High school players hoping for a scholarship by getting noticed by the scouts associated with need to focus on bouncing back after a bad game. What those scouts are also looking for is your attitude after a loss. They know that no one is 100% all the time, but if you can turn a loss into a victory, you’ve probably got a foot in the door. Here are some tips to help you bounce back.

1. Control What You Can – Forget the Rest

Whether you missed a chance at a great play or you were simply dealt a bad call by the refs, there are some things you can control and others you can’t. Don’t lose focus next time out. You can control what you do today but there is no going back for a do-over. Keep your mindset positive, knowing that today is a whole new day, a whole new game and your mindset will determine how you play today. Forget yesterday. It’s gone!

2. Work on Improving Technique

So, you missed a shot on the court or you swung at what was clearly an outside ball. Who cares? That’s yesterday! Instead of moping around, replay that play and improve on your technique. If there are no videos available, talk to your coach and other players you trust. Find out what you could have done better and improve on it for today and all your tomorrows. One bad play doesn’t make a bad player unless that player fails to learn how to improve on past mistakes.

3. Focus on Your Strengths

While working to improve on mistakes you’ve made, remember you do have strengths or you wouldn’t be on the team! Focus on those strengths to keep your confidence high. Every time you walk out on the field or on the court, focus on your strengths. Don’t dwell on your shortcomings of yesterday but focus on what you bring to the game. Focus on your technique. Know that you are good and that you can do it. Don’t admit to defeat but rather be encouraged by the strengths that have gotten you this far.

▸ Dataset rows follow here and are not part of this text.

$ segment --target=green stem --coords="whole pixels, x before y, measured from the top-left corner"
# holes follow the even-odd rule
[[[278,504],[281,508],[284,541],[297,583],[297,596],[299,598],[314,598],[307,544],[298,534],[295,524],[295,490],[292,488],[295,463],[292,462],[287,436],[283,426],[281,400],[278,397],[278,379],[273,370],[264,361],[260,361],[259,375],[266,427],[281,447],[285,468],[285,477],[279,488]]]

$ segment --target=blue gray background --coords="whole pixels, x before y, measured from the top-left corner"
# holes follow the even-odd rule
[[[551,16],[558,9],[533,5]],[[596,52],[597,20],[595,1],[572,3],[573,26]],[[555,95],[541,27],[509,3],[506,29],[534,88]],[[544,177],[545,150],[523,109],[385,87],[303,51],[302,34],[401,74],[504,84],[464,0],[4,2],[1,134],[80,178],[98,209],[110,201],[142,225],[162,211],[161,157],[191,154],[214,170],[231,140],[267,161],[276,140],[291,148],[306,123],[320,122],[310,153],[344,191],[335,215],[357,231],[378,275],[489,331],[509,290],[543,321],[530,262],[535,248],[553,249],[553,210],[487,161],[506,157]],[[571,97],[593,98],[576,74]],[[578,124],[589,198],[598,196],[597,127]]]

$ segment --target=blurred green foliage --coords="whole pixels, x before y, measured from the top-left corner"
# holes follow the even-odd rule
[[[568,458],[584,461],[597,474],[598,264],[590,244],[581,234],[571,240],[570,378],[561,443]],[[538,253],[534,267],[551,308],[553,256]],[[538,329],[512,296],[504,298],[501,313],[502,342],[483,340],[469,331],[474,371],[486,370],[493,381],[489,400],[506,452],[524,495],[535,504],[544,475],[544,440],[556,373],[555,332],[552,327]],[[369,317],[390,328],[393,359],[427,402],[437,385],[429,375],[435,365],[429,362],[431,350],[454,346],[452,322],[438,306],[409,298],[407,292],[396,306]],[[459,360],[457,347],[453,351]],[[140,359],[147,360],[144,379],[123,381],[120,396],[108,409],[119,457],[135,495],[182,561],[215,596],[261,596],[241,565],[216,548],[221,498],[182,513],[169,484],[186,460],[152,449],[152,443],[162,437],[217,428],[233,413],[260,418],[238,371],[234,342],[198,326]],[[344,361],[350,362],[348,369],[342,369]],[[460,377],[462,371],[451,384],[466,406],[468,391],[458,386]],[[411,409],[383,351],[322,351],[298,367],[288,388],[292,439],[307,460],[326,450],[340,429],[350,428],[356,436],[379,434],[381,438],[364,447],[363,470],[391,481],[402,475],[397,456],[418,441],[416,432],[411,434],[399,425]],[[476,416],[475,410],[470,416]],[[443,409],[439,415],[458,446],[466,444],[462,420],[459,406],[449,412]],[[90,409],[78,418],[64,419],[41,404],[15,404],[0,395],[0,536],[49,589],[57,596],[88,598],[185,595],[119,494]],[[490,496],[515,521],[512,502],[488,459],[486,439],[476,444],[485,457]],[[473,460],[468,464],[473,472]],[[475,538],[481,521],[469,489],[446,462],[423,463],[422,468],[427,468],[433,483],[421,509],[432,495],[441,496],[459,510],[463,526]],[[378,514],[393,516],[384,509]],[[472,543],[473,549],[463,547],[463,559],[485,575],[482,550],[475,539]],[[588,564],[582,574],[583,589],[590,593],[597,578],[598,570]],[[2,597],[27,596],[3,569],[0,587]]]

Perhaps if you had to sum it up you could say it’s all about attitude. Coaches can work with players who have a positive attitude. They know you are good because you’ve made the cut, but even the most talented players often get rejected by the scouts because they wallow in their losses rather than turning them around into future victories. If you really want that scholarship, show them what you’ve got – and what you’ve got is confidence. You know you have what the team needs, now go out there and show them!